President Barack Obama is, by far, the most popular politician in
America. And there is little doubt who is number two.
The city of Auburn in upstate New York, population 28,574, held its
first annual Founder's Day celebration June 6. The most famous of the
city's fathers is William Seward, who as secretary of state purchased
Alaska from Russia in 1867. To commemorate the event, the city council
invited the current governor of Alaska. The parade featuring Sarah
Palin drew more than 20,000 people, according to press reports.
The next day Ms. Palin traveled to Long Island to speak at a fund raiser
for a charity which aids the developmentally disabled. Before that, she
and her daughter, Willow, attended a New York Yankees game at the
invitation of former New York Mayor Rudy Giuliani.
The following day, Gov. Palin attended a fund-raiser in Washington D.C.

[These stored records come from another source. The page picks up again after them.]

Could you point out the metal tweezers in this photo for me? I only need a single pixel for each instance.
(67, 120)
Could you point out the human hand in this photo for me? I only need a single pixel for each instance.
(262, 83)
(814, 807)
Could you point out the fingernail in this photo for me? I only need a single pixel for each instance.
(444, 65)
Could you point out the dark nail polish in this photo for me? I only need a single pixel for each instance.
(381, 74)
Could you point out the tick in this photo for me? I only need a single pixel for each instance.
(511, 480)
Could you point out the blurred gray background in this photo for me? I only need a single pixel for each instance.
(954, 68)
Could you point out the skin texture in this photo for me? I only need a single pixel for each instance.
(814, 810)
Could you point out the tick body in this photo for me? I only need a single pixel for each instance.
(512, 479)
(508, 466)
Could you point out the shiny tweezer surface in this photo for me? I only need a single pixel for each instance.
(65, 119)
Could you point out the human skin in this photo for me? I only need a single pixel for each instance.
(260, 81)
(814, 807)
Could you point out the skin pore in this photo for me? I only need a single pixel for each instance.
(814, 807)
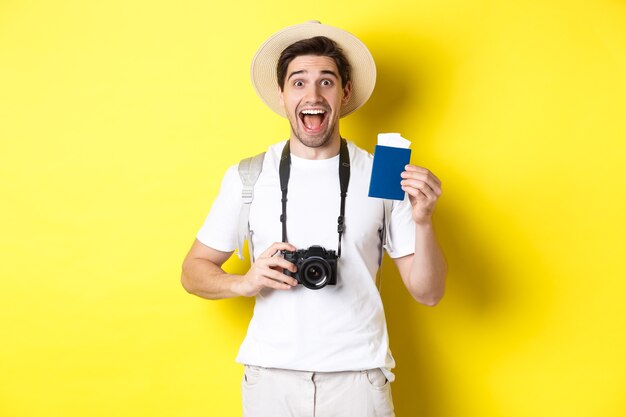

for House and Senate Republicans at which former House Speaker Newt
Gingrich was the keynote speaker.
"An attempt to have the 2008 Republican vice presidential candidate
speak at the dinner...fell through when organizers feared she might
upstage Gingrich," UPI reported.
It was a rare trip outside of Alaska for Ms. Palin, who since the
election has been tending to her day job, and it produced plenty of
snotty commentary.
Much of it came from "GOP insiders" in Washington D.C. who spoke
anonymously to journalists.
"Everyone seems to have a Sarah Palin story of ignored calls, mishandled
invitations or unanswered email," wrote columnist Kathleen Parker, who
was severely critical of Ms. Palin last fall.
The subtext of Ms. Parker's column is that her anonymous confidantes are
upset with Gov. Palin because she has not hired them to work on a
presidential campaign she has not begun.
This presupposes both that Ms. Palin wants to run for president in 2012,
and that if she does, it would be wise for her to start now. Both are
dubious assumptions. Ms. Palin may wish to do the best job she can as
governor, and to decide whether or not to seek re-election next year
before deciding if she wants to run for president in 2012, 2016, or
ever.
If Sarah Palin decides she's had her fill of public life, it could be
because of the attention her visit drew from the likes of "comedian"
Dave Letterman.
In his monologue Monday, Mr. Letterman "joked" about Ms. Palin's "slutty
flight attendant look," and made two sex jokes about her daughter, one
implying she'd been raped by Yankee third baseman Alex Rodriguez, the
other that she'd been a prostitute for former New York Gov. Eliot
Spitzer.
"Laughter incited by sexually perverted comments made by a 62-year-old
male celebrity aimed at a 14-year-old girl is not only disgusting, but
it reminds us some Hollywood/New York entertainers have a long way to go
in understanding what the rest of America understands that acceptance
of inappropriate sexual comments about an underage girl, who could be
anyone's daughter, contribute to the atrociously high rate of sexual
exploitation of minors by older men who use and abuse others," Ms. Palin
responded when asked for comment.
That many liberals found Mr. Letterman's remarks humorous speaks not
only to their depravity, but to their fear. The 20,000 who turned out
to see her in Auburn testify she strikes a responsive chord with
ordinary people no other Republican does.
Liberals and some Beltway conservatives assert Ms. Palin is stupid. She
frequently is misquoted most recently by Dan Balz in the Washington
Post Wednesday to make her appear so. But I'd say she got the better
of it in her exchange with David Letterman. And her brief walk across
the stage at the GOP dinner Monday drew more attention than Mr.
Gingrich's stem-winding speech. For someone who, according to the
Washington cognoscenti, doesn't know what she's doing, she's doing
pretty well.
I don't think Sarah Palin has decided whether she'd like to live in the
White House. But if she does, ignoring the conventional wisdom in
Washington may be the best way to get there.